As the title says, I don't understand how to find the domain of $\arcsin(\sqrt{1-x^2})$. I kinda understand how it would equate to it would be -1 < x < 1 (inclusive of 1 and -1) by definition of a real root, but how does the inverse sine function affect this domain?
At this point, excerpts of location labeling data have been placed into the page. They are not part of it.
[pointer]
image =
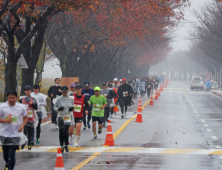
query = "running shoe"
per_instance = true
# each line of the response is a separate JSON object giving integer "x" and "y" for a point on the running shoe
{"x": 23, "y": 146}
{"x": 71, "y": 138}
{"x": 89, "y": 126}
{"x": 32, "y": 143}
{"x": 37, "y": 141}
{"x": 66, "y": 148}
{"x": 52, "y": 125}
{"x": 76, "y": 144}
{"x": 6, "y": 166}
{"x": 62, "y": 149}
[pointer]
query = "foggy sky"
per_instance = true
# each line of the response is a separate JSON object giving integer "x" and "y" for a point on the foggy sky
{"x": 181, "y": 42}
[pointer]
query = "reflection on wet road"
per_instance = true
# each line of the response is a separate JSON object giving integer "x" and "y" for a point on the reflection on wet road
{"x": 181, "y": 131}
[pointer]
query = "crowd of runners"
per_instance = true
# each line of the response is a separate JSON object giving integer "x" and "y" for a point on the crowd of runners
{"x": 71, "y": 111}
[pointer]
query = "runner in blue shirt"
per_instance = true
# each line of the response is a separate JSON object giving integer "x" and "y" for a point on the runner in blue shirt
{"x": 87, "y": 92}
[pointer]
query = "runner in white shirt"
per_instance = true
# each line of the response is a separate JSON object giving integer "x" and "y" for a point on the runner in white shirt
{"x": 41, "y": 112}
{"x": 13, "y": 117}
{"x": 73, "y": 90}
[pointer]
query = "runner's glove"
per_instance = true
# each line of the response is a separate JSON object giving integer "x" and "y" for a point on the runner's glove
{"x": 61, "y": 109}
{"x": 71, "y": 109}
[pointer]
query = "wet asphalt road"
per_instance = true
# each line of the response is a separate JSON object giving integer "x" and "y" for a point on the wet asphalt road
{"x": 181, "y": 131}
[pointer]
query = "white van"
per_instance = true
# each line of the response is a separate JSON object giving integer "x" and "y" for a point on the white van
{"x": 197, "y": 83}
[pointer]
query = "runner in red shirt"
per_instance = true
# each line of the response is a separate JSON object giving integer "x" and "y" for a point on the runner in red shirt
{"x": 79, "y": 102}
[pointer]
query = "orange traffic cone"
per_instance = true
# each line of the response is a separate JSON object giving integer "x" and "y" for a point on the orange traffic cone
{"x": 139, "y": 108}
{"x": 59, "y": 161}
{"x": 158, "y": 93}
{"x": 109, "y": 135}
{"x": 156, "y": 96}
{"x": 151, "y": 100}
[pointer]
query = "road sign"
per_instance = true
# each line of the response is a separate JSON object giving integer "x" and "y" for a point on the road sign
{"x": 22, "y": 63}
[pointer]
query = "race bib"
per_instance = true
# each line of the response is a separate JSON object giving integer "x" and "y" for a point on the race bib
{"x": 67, "y": 119}
{"x": 30, "y": 113}
{"x": 77, "y": 108}
{"x": 125, "y": 93}
{"x": 14, "y": 119}
{"x": 96, "y": 107}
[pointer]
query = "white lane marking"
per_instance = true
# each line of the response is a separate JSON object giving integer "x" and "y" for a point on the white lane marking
{"x": 218, "y": 147}
{"x": 45, "y": 123}
{"x": 202, "y": 120}
{"x": 214, "y": 137}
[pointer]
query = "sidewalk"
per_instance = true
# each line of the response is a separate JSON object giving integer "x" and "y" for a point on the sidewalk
{"x": 217, "y": 92}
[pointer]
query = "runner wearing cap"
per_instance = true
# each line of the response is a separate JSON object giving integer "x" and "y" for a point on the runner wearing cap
{"x": 79, "y": 102}
{"x": 87, "y": 92}
{"x": 104, "y": 91}
{"x": 41, "y": 112}
{"x": 116, "y": 86}
{"x": 64, "y": 107}
{"x": 98, "y": 103}
{"x": 124, "y": 98}
{"x": 73, "y": 90}
{"x": 13, "y": 117}
{"x": 32, "y": 106}
{"x": 54, "y": 91}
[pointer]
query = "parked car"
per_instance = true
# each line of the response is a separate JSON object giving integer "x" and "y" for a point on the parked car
{"x": 214, "y": 84}
{"x": 197, "y": 83}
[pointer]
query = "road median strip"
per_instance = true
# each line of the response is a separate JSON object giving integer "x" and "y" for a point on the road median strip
{"x": 79, "y": 166}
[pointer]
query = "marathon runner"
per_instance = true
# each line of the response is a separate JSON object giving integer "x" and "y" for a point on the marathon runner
{"x": 149, "y": 87}
{"x": 53, "y": 92}
{"x": 142, "y": 86}
{"x": 41, "y": 112}
{"x": 124, "y": 98}
{"x": 64, "y": 107}
{"x": 87, "y": 92}
{"x": 79, "y": 102}
{"x": 116, "y": 85}
{"x": 156, "y": 82}
{"x": 104, "y": 92}
{"x": 13, "y": 117}
{"x": 73, "y": 90}
{"x": 98, "y": 103}
{"x": 111, "y": 99}
{"x": 115, "y": 88}
{"x": 32, "y": 106}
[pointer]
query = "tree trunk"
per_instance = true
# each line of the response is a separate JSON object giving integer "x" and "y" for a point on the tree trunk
{"x": 38, "y": 78}
{"x": 28, "y": 74}
{"x": 10, "y": 69}
{"x": 10, "y": 76}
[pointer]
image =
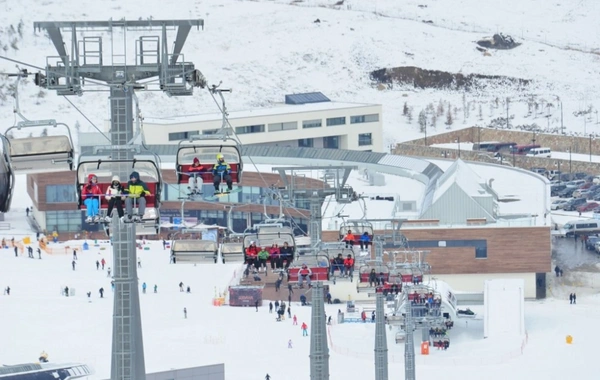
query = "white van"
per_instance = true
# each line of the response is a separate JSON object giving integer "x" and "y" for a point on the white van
{"x": 581, "y": 227}
{"x": 540, "y": 152}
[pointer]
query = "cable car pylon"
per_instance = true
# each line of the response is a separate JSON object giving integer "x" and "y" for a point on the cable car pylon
{"x": 176, "y": 77}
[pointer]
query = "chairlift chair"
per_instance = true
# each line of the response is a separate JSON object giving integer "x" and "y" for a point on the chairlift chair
{"x": 7, "y": 176}
{"x": 41, "y": 154}
{"x": 105, "y": 168}
{"x": 205, "y": 148}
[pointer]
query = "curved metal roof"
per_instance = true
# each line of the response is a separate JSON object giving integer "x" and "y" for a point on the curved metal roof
{"x": 414, "y": 168}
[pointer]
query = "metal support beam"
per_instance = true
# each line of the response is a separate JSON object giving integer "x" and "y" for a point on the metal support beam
{"x": 381, "y": 357}
{"x": 319, "y": 351}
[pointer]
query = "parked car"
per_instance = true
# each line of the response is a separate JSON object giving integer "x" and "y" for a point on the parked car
{"x": 587, "y": 206}
{"x": 574, "y": 203}
{"x": 558, "y": 204}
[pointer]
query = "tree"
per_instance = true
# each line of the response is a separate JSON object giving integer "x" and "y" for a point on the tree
{"x": 422, "y": 121}
{"x": 449, "y": 117}
{"x": 440, "y": 108}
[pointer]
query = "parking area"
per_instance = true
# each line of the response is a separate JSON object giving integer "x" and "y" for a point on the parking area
{"x": 571, "y": 255}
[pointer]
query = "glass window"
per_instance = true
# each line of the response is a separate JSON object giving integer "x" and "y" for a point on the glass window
{"x": 331, "y": 142}
{"x": 364, "y": 139}
{"x": 336, "y": 121}
{"x": 306, "y": 143}
{"x": 175, "y": 136}
{"x": 250, "y": 129}
{"x": 60, "y": 194}
{"x": 364, "y": 118}
{"x": 317, "y": 123}
{"x": 283, "y": 126}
I know that for any function $\arcsin(f(x))$, the domain is $-1<f(x)<1$, but how exactly does the root affect this domain also?
Thanks for the help.
On
The domain of the function $f(x)=\arcsin(x)$, by definition, is equal to $-1\le x\le 1$. Now, since the argument in your function is $\sqrt{1-x^2}$ then we have to solve the following inequality: $$-1\le \sqrt{1-x^2} \le 1.$$
Since the function $f(x)=\sqrt{x}$ is greater than $0$ for all $x$, then we note that $$0 \le \sqrt{1-x^2} \le 1 $$ $$\therefore 0\le1-x^2\le1$$ $$\therefore-1\le-x^2\le0$$ $$\therefore 0\le x^2 \le1$$ $$\therefore x\in[-1,1]$$.
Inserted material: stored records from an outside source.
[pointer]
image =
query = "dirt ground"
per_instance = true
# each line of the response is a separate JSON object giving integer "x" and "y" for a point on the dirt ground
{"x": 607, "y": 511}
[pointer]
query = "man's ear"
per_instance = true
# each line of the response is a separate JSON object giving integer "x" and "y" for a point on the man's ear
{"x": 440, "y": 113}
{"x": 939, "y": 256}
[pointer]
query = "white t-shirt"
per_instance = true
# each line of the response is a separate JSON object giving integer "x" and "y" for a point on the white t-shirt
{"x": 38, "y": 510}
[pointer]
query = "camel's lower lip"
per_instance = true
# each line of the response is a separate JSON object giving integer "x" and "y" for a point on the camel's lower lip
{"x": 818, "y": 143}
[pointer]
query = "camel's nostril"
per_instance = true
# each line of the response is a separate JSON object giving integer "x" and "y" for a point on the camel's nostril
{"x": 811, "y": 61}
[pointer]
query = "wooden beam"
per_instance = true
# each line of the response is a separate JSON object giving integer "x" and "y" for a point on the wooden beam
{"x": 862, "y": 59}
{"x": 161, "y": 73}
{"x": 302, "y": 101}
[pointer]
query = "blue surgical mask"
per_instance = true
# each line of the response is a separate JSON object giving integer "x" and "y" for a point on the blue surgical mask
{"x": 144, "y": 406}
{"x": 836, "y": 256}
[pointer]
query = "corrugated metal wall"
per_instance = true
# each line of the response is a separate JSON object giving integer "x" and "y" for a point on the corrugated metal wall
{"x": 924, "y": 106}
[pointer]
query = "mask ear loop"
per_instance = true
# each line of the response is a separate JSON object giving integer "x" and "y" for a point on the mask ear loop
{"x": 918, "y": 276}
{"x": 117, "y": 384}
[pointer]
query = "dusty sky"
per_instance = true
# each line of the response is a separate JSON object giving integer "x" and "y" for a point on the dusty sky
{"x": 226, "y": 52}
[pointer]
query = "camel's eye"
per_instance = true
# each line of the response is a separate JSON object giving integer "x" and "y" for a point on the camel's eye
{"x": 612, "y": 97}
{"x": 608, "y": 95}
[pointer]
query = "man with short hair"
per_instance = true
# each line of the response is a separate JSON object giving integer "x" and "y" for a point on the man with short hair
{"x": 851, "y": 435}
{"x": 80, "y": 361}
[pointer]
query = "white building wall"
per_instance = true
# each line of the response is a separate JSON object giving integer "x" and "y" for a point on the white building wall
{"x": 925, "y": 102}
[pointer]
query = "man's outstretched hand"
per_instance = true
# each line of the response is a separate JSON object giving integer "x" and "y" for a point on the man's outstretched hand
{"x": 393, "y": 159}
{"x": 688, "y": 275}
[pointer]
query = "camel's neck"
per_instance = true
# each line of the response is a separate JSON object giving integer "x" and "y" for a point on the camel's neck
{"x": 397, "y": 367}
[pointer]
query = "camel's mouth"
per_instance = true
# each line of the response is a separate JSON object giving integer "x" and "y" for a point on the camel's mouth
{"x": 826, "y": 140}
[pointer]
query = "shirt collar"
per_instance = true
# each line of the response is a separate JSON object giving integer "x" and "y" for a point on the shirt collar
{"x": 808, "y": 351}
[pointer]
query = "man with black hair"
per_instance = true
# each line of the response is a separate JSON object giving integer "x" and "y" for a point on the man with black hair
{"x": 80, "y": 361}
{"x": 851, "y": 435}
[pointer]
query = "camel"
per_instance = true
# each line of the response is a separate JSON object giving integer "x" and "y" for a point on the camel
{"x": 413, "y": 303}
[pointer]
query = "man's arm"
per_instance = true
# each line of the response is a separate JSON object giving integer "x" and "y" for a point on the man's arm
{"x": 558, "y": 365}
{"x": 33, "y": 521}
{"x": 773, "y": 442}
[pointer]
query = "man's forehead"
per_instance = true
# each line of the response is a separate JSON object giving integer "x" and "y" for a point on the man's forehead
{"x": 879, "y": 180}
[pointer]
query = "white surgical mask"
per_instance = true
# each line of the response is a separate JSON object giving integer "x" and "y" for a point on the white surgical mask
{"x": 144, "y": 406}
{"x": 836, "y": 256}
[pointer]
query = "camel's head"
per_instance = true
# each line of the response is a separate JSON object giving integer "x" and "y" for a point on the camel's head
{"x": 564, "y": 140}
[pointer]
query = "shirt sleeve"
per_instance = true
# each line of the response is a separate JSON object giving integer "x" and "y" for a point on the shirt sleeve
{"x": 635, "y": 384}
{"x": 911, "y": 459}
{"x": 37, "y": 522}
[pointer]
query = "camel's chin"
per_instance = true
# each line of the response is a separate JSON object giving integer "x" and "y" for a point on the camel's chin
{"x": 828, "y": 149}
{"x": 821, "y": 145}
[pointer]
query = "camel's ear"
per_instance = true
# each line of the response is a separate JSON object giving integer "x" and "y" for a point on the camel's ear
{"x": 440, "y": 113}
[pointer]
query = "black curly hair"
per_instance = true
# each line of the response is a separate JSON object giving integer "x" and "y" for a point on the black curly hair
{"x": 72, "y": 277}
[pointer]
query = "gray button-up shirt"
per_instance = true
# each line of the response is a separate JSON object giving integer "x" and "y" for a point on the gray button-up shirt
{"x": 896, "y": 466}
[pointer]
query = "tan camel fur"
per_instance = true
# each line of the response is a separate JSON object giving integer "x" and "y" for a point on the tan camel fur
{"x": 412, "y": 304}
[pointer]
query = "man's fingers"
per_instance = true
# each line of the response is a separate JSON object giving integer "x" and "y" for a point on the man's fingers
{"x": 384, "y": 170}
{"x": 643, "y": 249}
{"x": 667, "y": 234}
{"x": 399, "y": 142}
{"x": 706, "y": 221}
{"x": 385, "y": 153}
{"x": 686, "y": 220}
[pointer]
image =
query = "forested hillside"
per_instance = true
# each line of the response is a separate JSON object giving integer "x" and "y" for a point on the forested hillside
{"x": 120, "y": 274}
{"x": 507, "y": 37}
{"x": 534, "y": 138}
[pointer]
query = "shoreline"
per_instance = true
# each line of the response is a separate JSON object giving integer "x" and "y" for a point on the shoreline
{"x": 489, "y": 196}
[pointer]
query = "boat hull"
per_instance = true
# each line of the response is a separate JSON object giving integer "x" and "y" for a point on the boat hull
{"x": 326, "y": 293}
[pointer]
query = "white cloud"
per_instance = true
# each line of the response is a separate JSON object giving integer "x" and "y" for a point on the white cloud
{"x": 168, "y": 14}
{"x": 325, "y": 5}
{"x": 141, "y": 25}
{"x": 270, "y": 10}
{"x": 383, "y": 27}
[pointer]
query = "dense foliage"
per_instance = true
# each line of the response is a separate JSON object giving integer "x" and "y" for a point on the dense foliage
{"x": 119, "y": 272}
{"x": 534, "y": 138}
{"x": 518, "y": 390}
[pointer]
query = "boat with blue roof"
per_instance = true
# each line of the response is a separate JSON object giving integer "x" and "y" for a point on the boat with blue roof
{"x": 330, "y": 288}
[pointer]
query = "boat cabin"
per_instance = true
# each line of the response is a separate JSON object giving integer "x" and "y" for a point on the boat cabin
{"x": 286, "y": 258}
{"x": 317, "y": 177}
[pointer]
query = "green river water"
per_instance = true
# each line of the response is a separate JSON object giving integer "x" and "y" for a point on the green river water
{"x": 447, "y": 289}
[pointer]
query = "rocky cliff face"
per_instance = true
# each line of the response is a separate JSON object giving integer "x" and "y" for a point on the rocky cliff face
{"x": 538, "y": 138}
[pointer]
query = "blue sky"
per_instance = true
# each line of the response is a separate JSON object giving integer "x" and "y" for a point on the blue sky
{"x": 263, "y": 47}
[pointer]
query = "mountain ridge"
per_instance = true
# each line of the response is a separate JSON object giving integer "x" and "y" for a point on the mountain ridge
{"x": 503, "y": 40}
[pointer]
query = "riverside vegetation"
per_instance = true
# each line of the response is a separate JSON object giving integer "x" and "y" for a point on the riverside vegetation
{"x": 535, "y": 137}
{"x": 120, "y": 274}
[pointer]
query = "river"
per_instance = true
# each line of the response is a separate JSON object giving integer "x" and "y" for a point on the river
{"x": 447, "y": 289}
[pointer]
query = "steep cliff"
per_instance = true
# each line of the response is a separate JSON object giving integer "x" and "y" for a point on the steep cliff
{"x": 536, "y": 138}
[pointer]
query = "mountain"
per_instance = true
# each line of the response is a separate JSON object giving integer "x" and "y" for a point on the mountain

BEcause arcsin operates on values between $-1$ and $1$, you need to have $$ -1 \le \sqrt{1 - x^2} \le 1 $$ That's equivalent (by squaring, since the square root is always nonnegative) to $$ {1 - x^2} \le 1 $$ But with the constraint that $1 - x^2 \ge 0$, so that the square root is still defined. So we have $$ 0 \le {1 - x^2} \le 1 $$
Take $1 - \text{each term}$ and swap the comparisons to get $$1 \ge x^2 \ge 0 $$ whose solution is $-1 \le x \le 1$.